Filinto Elísio
14. QUI | Playlist & não vou por aí
Não me concedo aos “dezes” | e rimo-nos serem mais de dez os mandamentos | Nem me fio aos dez autores lidos e aos dez músicos ouvidos | já cá não canta a tal playlist | quando a Classificação Decimal Universal é múltipla de 10 | e o decálogo não me afiança divino | E miríade o labirinto de Dédalo | onde se perde mil vezes nas inumeráveis vidas que temos | Não me proponhas as dez coisas que abraço | nem queiras saber o que penso do zero como décimo numeral | Em mim José Régio insiste: Sei que não vou por aí! | Concedo-me antes em ver a cidade | no seu numerário infinito | qual Shiva de muitos braços | ou a poética do moto-perpétuo
Eis que vão
contrários aos ponteiros do relógio
os meus poemas
*
Verbos de regência
em pedra
mas que esboroam
e adubam
a sementeira do corpo
*
E dão horas de chuva
os advérbios sem modo
15. SEX | Cesta básica matinal
Desobrigo-me a ser outra coisa | que não esta contemplação aqui e agora | Amanhece no relógio | e o tempo nevoento que se amanha | já é quase outonal | Enleio-me dele ao horizonte mais espesso | como descortino mais diáfano o dia mais à frente | Pressinto no gato que vem das cercanias | e na giesta da laranjeira a esboçar-se toda ela frutos | que o fugidio destas circunstâncias | quiçá câmbio da estação | seja o intervalo substantivo e a vertigem que me importam | A neblina que se põe a acariciar os telhados da vizinhança | com a misteriosa respiração | e desobrigo-me de tudo | sem a voluptuosa coerência | da trituração destas palavras.

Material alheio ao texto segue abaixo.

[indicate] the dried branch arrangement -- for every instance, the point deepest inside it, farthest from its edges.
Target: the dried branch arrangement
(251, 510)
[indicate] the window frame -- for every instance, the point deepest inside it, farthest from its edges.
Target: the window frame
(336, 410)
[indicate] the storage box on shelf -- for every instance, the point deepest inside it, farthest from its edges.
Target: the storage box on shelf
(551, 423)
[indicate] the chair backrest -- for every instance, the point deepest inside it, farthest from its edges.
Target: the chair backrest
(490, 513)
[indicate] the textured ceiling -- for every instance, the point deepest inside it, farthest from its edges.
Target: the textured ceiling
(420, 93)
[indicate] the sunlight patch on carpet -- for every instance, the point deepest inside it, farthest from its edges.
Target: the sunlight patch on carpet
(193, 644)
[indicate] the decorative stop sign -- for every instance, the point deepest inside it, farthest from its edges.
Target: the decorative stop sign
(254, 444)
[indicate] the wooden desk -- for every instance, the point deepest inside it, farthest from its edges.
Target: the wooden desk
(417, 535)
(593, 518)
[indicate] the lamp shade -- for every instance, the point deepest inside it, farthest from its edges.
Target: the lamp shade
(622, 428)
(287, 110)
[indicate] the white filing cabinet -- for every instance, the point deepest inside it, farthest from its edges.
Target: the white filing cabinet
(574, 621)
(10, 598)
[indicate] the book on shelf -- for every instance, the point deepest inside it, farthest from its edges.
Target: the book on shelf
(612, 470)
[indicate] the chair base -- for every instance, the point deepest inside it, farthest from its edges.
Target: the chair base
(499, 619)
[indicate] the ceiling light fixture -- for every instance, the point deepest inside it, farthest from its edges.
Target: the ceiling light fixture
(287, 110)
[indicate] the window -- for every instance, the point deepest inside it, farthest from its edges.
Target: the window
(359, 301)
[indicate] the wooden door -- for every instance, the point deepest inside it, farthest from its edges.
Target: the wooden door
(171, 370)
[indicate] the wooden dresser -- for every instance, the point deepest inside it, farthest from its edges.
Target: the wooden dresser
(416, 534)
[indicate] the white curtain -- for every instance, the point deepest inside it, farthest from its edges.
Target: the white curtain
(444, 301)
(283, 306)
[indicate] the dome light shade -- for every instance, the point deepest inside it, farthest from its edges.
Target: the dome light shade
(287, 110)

16. SAB | A fome e o “retrovisor” de Schumpeter
Passamos a ler | com alguma minúcia | e elevada indignação | o que nos conta o relatório da ONU sobre a fome e a insegurança alimentar | Para além da situação global | interessa-nos conhecer a situação em cada país | para que se infira quão anacrónica a situação | Interessa-nos saber | não apenas os detalhes sórdidos dos 20% dos esfomeados de África (nosso continente) | como os não bem explicitados quadros na CPLP (comunidade dita lusófona que partilhamos) | para que refaçamos alguma prioridade da agenda comum | Interessa-nos também o recuo histórico de Cabo Verde | inclusive aquele que nos permite reler a poética de Jorge Barbosa | em “Malditos/estes anos de seca” | ou as investigações de António Carreira | sobre as tragédias da fome nas ilhas | cuja primeira prolongou-se de 1580 a 1583 | e outros registos remetem aos séculos XVII | XVIII e XIX | E do século XX | recolocar o foco nas tragédias de 1921-1922 | nas de 1941-1943 e de 1947-1948 | Para que nos olhemos ao espelho | ao “retrovisor” de Schumpeter | Por uma questão de futuro…

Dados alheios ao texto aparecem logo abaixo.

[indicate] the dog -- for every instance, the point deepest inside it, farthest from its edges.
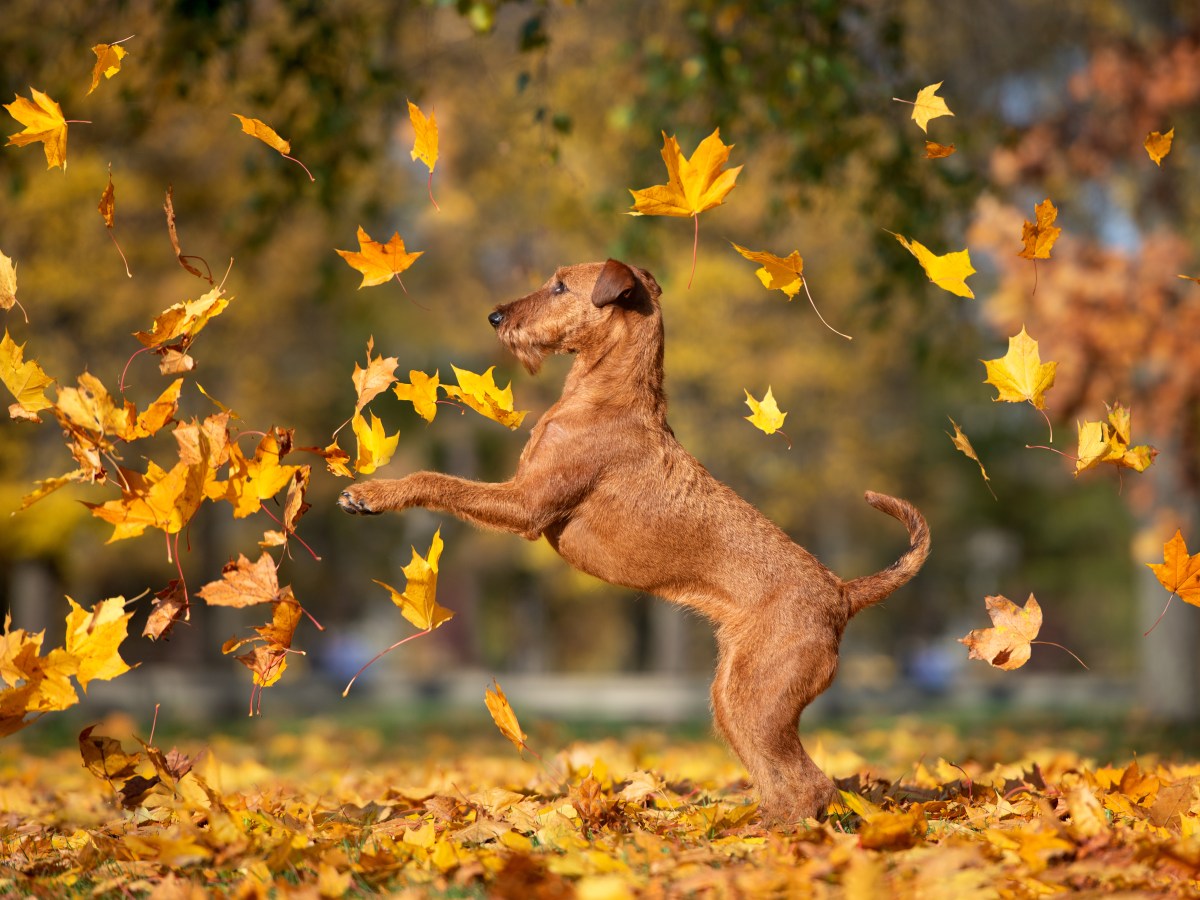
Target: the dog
(605, 481)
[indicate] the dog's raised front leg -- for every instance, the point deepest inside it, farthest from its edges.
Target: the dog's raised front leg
(503, 507)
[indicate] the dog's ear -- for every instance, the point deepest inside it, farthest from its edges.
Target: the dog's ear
(617, 283)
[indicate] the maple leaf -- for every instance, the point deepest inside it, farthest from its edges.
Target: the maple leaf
(108, 63)
(1020, 375)
(425, 145)
(244, 583)
(379, 262)
(264, 132)
(24, 379)
(375, 379)
(9, 286)
(694, 184)
(421, 391)
(964, 444)
(418, 603)
(1041, 235)
(1007, 643)
(949, 271)
(765, 413)
(376, 447)
(927, 106)
(45, 123)
(1179, 573)
(479, 393)
(503, 715)
(94, 637)
(1158, 145)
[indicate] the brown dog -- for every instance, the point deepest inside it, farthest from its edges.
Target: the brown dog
(606, 483)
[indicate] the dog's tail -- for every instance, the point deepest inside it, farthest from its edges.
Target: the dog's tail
(870, 589)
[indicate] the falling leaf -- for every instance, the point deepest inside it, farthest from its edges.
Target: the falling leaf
(927, 106)
(1020, 375)
(379, 262)
(376, 447)
(1041, 235)
(765, 413)
(479, 393)
(777, 273)
(694, 184)
(425, 145)
(418, 603)
(1109, 442)
(244, 583)
(949, 271)
(24, 379)
(1159, 145)
(45, 123)
(108, 63)
(421, 391)
(1007, 643)
(1179, 573)
(964, 444)
(375, 379)
(503, 715)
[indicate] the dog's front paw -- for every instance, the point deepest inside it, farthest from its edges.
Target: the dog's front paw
(355, 503)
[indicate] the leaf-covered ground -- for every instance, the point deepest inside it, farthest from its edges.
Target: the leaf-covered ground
(334, 810)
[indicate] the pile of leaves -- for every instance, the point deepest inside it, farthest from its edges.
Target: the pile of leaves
(348, 813)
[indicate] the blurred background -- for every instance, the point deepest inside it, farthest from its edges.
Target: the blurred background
(549, 113)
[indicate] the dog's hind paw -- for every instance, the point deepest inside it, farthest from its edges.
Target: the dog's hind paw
(355, 505)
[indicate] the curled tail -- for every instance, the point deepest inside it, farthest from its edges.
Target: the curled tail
(871, 588)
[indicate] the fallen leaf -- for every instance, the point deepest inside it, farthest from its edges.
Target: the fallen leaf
(1007, 643)
(45, 123)
(1158, 145)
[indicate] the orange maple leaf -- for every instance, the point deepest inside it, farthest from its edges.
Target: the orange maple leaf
(503, 715)
(425, 145)
(43, 123)
(379, 262)
(694, 184)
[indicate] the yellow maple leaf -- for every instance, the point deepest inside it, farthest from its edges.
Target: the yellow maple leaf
(1041, 234)
(376, 447)
(45, 123)
(1179, 573)
(949, 271)
(927, 106)
(964, 444)
(937, 151)
(1007, 643)
(421, 391)
(765, 413)
(379, 262)
(94, 637)
(1020, 375)
(1158, 145)
(425, 144)
(479, 393)
(418, 603)
(24, 379)
(503, 715)
(375, 379)
(108, 63)
(694, 184)
(784, 274)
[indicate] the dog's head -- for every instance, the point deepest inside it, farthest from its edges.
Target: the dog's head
(575, 310)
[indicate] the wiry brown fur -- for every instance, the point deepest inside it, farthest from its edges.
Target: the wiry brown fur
(606, 483)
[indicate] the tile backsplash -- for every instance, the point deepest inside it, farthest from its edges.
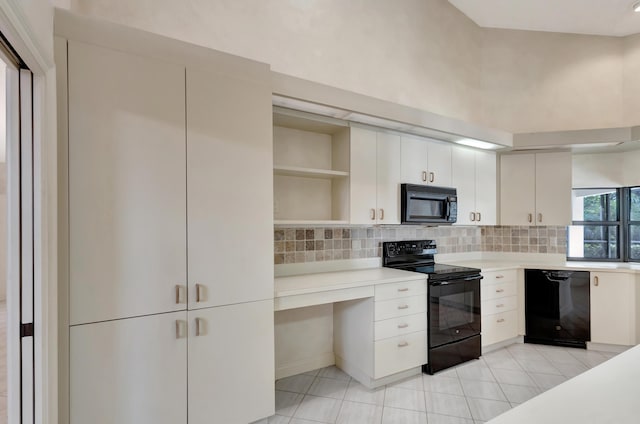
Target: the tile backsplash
(307, 244)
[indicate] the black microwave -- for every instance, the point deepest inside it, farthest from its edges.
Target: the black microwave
(424, 204)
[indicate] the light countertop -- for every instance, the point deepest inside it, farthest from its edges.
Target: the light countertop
(338, 280)
(605, 394)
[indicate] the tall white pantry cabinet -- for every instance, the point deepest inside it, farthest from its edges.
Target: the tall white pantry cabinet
(169, 160)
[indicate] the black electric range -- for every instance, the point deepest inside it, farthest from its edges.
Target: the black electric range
(453, 307)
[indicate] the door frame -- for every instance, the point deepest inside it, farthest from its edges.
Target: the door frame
(19, 25)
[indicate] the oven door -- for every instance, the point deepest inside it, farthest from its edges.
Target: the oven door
(454, 310)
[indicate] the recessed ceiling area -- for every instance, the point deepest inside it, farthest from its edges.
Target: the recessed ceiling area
(596, 17)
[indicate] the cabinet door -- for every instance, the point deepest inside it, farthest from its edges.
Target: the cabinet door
(229, 189)
(231, 363)
(126, 184)
(363, 176)
(486, 188)
(612, 308)
(553, 188)
(414, 152)
(129, 371)
(388, 178)
(439, 164)
(517, 189)
(464, 180)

16. SAB | Da geopolítica da fome
O relatório da ONU diz que | 520 milhões na Ásia | 243 milhões em África e 42 milhões na América Latina e Caraíbas | estão em situação de fome | elementar violação aos direitos humanos | Em verdade | 11,7% da população asiática passa fome | assim como 20% da africana e 6,6% da América Latina e Caraíbas | É um escândalo global | obsceno e vergonhoso | que perturba o futuro do mundo | e dá nota negativa a esta nossa ordem mundial.

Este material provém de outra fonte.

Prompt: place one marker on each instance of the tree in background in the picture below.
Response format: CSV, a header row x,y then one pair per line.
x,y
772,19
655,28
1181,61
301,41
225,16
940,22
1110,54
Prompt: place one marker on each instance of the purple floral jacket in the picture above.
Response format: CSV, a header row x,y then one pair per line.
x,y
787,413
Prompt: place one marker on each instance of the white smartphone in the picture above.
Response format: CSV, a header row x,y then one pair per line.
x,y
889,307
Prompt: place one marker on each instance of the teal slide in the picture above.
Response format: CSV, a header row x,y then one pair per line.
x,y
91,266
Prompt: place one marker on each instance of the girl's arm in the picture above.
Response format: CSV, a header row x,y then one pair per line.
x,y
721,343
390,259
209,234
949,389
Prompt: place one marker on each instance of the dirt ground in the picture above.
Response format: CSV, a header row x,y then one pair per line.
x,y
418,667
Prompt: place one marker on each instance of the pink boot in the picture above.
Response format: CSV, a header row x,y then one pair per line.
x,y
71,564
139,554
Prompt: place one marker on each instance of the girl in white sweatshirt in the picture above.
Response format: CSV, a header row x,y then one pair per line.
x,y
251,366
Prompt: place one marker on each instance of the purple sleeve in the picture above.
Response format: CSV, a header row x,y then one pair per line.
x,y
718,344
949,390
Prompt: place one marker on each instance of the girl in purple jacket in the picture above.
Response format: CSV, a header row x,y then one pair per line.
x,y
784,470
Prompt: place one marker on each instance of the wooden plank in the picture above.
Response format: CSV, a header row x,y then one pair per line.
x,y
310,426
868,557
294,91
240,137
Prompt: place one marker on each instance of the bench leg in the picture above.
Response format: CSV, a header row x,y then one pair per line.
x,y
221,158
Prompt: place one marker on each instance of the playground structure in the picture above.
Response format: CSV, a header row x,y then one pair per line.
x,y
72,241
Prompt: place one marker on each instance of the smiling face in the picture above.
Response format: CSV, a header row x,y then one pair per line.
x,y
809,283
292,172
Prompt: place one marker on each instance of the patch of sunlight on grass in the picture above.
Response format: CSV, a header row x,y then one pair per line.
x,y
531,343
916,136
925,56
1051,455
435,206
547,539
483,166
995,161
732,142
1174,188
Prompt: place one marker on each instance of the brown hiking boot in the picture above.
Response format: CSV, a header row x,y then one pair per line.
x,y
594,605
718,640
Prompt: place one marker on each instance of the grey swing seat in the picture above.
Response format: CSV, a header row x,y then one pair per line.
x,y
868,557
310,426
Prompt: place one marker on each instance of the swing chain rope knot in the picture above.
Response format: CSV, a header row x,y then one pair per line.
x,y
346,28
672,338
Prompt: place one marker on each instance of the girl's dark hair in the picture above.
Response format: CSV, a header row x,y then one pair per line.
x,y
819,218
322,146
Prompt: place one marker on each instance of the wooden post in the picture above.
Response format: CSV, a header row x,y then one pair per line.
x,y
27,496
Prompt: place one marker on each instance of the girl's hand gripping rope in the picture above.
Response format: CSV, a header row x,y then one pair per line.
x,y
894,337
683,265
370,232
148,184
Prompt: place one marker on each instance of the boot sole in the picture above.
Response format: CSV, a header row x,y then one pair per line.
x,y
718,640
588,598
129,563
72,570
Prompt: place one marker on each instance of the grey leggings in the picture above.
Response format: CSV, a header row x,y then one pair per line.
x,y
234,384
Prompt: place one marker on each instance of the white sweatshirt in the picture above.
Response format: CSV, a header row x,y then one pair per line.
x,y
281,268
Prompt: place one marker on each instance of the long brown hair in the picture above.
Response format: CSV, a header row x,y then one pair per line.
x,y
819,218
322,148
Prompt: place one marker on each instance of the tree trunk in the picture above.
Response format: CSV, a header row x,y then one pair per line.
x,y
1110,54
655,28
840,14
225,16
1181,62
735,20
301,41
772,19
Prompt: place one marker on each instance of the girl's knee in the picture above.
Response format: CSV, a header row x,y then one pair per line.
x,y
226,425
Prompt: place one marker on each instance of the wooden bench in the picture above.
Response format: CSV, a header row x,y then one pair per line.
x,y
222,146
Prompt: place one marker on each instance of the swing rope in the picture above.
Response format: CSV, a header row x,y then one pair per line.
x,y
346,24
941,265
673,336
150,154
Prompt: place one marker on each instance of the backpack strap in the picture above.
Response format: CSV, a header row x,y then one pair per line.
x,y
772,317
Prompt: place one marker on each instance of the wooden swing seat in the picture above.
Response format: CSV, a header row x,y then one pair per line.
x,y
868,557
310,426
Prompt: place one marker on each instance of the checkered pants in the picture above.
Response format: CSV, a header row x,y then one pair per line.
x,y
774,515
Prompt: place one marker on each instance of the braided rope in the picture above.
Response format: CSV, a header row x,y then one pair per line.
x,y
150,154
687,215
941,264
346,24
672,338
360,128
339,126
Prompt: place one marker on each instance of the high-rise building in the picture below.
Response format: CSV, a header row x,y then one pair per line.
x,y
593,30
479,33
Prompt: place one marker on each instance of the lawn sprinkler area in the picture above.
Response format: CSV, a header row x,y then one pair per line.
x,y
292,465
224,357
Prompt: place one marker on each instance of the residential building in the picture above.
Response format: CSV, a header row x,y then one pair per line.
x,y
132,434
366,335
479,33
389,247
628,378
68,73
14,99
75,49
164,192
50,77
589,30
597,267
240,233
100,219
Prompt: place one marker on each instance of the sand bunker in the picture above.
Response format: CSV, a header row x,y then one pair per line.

18. SEG | Sem perder a ternura jamais
Falávamos | em verdade teclávamos | de como ele | elegante e poeta | abria alas às musas apressadas no metro de São Paulo | Como entre riso e espanto | olhava para o travesti que caminhava para beijá-lo na peça de teatro | Fora exatamente há oito anos | Em Salvador | Mas dizia | rindo sempre das estórias de Vão Gogo e Umberto Oco | e daquela de Millôr | como a morte é hereditária | E os poemas que dizíamos! | Ah fonte na fronte de tal homem | Como em plena multidão | um despontar de deusa | arrancava-lhe interrogar | Quem não se deixa seduzir pela serpente? | Atire tudo a primeira pedra | Não pela maçã que se amadurece na árvore da tentação | mas o imperioso contragosto do proibido | que toda a parábola aporta | Maravilhava-se nos olhos de Adão | o pecaminoso soltar das cores | com que Eva dançava | E quem não se deixa desse spleen embalar?